It’s the start of freshman year, and Robyn Clarke is hunched over a walker slowly navigating Turlington Plaza on the University of Florida campus when the walker gets caught in a crack. The walker flips, and Clarke crashes to the ground.
At that moment, Clarke knew she needed a wheelchair on campus.
Now a third-year journalism student, Clarke faces her biggest obstacle on campus yet — construction.
UF has multiple construction projects across its 2,000-acre campus. These projects have left roads closed, sidewalks blocked and portions of campus inaccessible.
The construction has affected how physically disabled students like Clarke maneuver across campus and left a vulnerable portion of the student body fending for themselves.
“My disability affects how I get around every day, and the construction just makes it that much harder,” Clarke said.
Clarke and other students with mobility-related disabilities rely on Gator Lift’s free services to shuttle them where they need to go.
However, Gator Lift has had to modify its routes because of detours. Museum Road and Newell Drive are closed in some areas through spring 2023 due to renovations.
AnaLee Rodriguez, communications manager for business affairs at UF, declined to comment directly about accessibility on campus for physically challenged students.
Rodriguez instead emailed a statement from UF Transportation and Parking Services that read, “Our transportation solution for the disabled members of the UF community remains the same, which is providing service to our Gator Lift paratransit service.
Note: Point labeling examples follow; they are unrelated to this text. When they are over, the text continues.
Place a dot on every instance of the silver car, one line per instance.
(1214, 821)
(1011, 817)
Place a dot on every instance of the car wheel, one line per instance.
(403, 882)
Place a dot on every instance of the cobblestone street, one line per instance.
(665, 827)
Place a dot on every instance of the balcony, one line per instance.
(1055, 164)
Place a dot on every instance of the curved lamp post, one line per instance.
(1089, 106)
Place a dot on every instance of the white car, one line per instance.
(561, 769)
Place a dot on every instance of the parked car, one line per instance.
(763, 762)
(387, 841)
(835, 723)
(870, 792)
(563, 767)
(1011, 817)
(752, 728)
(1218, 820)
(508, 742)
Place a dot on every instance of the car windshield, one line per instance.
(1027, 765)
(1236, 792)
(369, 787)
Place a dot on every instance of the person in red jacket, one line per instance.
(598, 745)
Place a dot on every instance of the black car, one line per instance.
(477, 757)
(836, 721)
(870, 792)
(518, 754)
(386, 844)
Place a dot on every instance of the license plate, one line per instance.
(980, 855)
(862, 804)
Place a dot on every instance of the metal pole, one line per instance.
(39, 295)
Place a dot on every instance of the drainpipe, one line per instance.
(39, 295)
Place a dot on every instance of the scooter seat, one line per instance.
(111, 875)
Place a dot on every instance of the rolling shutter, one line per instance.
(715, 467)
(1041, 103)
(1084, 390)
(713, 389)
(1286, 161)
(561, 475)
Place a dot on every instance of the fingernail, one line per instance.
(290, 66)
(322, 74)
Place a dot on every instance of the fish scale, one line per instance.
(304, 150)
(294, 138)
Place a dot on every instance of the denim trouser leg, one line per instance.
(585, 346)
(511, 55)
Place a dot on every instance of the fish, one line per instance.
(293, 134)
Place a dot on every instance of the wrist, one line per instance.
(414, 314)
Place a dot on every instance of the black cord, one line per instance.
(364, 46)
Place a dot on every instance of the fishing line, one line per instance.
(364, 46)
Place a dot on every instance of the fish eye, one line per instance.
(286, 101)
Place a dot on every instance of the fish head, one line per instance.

Our commitment to providing this service in order to achieve maximum mobility for disabled individuals remains the same.”
Clarke said that Gator Lift has been late to reaching her and her friends’ locations because of the detours and it is an added challenge to an already difficult way of navigating campus.
The road closures and blocked sidewalks also have affected students with invisible disabilities.
Unlike Clarke’s wheelchair that immediately informs you of her physical barrier, students like Kathryn Hartikka suffer too.
Hartikka is diagnosed with Crohn’s disease, which is an inflammatory bowel disease, and has congenital arthritis. She cannot walk long distances or stray too far from a restroom.
Her illnesses make the most private bodily functions public when she doesn’t have the necessary access and availability to the restrooms she requires.
Hartikka said being on campus this semester was no longer an option because construction made it impossible for her to get around campus. So, she moved out of Gainesville and is finishing her schooling online.
“Campus has made no reasonable accommodations for those of us who have our paths barred,” Hartikka said. “The logistics of getting around campus with my disabilities were nearly impossible.”
Florida Football Training Center
She would park at the north end of Fraternity Row and have to walk east to get to the buildings she had class in, she said. The construction for the new Florida Football Training Center was right on her route and forced her to walk around it.
Hartikka said this was the only handicap parking available to her at the time.
Even when Clarke and Hartikka have access to restrooms on campus they’re still met with challenging obstacles. Hartikka said most stalls on campus are far too small and make it hard to move around.
“Following ADA compliance doesn’t equal accessibility,” Clarke said.
Hartikka and Clarke are both members of the Delta Alpha Pi Honor Society (DAPi) that recognizes high-achieving students with disabilities.
Members of DAPi will plan out their day-to-day routes on campus so they don’t get stuck somewhere Gator Lift can’t get to them or find themselves in a situation where they don’t have access to the resources they need.
DAPi members and other physically disabled students update each other on new paths to take and easier ways of getting around the construction but find it difficult with the number of projects and how often they change.
“With roadblocks constantly changing students aren’t always able to prepare themselves for getting around it,” said DAPi President Jenna Callison.
Construction will continue on campus for the foreseeable future.
Broward Outdoor Recreational Complex
The Broward Outdoor Recreational Complex is going to be replaced by a new honors housing complex in 2022.
The complex is across from Cypress Hall and acts as the dorm’s backyard. Cypress Hall houses 35 students with significant mobility impairments. These students use the paths along the Broward Outdoor Recreational Complex daily.
Once construction begins, it will become another obstacle in their way. The honors housing is expected to be completed by August 2024.